Le mouvement Kifaya est monté d’un cran dans son opposition au régime du Président égyptien, Hosni Moubarak. Il vient de publier un rapport retentissant osant citer des noms et fournir des informations détaillées sur la corruption au sein de la direction du pays. Rien, dans la longue histoire de l’Egypte, n’a jamais égalé ce lavage de linge sale en public.

L’action de Kifaya, particulièrement audacieuse, intervient au moment où le gouvernement prend des mesures sévères pour préparer la succession de Gamal, le fils de Moubarak. A titre d’exemple, une loi récente prévoit de punir tous ceux qui répandraient la rumeur que Gamal serait le prochain président.

La corruption en Egypte, comme dans les autres pays arabes, est si répandue qu’elle entrave véritablement les progrès économiques, l’amélioration du niveau de vie, la liberté des médias, l’indépendance des tribunaux et la démocratie. L’élite politique égyptienne, qui redoute d’être critiquée par les médias, battue au cours d’élections régulières, voire même emprisonnée, préfère le régime existant et s’oppose à toute réforme de poids.
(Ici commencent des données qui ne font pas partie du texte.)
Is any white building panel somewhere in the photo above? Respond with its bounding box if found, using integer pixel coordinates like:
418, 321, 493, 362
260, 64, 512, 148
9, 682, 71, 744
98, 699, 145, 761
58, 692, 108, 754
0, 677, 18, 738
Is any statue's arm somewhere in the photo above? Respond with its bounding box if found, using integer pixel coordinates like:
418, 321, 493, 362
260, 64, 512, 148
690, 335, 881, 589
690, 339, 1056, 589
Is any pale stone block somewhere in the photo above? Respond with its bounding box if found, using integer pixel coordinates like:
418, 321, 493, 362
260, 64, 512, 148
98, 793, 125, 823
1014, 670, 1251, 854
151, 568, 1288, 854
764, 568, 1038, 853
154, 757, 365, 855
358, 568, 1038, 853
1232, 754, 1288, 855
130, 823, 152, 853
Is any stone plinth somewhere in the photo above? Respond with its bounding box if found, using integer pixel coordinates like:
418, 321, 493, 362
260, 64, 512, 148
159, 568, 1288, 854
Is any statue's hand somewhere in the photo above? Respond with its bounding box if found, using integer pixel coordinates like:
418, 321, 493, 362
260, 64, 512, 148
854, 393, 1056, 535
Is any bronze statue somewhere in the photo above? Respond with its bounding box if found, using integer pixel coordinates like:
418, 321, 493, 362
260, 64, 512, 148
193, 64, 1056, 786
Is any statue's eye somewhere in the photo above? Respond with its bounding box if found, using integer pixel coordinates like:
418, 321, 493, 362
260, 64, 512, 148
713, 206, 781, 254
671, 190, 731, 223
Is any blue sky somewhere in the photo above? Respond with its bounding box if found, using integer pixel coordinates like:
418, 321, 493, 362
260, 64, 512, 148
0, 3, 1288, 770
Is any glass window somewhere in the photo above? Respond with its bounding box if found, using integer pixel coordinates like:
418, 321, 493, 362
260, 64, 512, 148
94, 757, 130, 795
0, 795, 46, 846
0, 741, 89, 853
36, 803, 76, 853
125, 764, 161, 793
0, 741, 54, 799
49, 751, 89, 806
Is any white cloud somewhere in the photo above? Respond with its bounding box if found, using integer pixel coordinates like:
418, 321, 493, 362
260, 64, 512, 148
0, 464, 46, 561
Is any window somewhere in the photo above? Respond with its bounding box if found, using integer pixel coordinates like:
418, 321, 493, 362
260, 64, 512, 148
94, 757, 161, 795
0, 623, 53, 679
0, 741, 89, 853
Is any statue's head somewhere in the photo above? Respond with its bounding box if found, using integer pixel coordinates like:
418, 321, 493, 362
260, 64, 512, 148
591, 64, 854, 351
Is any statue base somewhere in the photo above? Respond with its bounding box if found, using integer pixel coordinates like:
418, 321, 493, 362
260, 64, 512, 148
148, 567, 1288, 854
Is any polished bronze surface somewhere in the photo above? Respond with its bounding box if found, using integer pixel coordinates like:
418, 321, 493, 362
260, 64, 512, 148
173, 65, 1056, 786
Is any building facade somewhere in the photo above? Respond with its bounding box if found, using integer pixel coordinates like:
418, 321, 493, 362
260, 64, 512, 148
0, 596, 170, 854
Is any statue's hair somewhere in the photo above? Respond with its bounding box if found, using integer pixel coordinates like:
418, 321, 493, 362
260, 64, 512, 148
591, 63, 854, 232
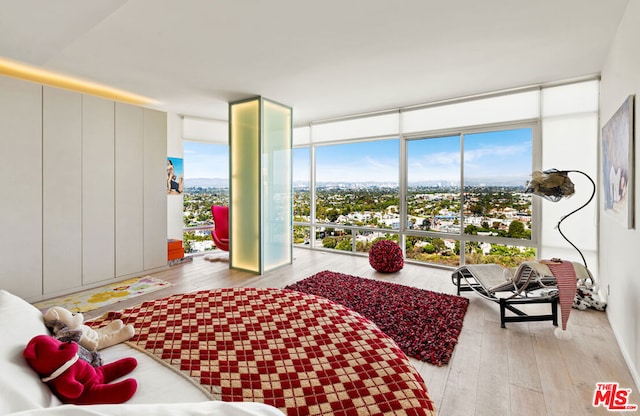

Il s’agit d’un des thèmes principaux du rapport intitulé : Corruption in Egypt: A Black Cloud That Never Passes (« La corruption en Egypte : un gros nuage noir qui refuse de passer »). Il en ressort que tant que le système sera corrompu par le haut, et tant que le seul moyen pour la population de traiter avec le gouvernement sera de recourir à la corruption, l’inaction prévaudra et les gens continueront à se tromper les uns les autres.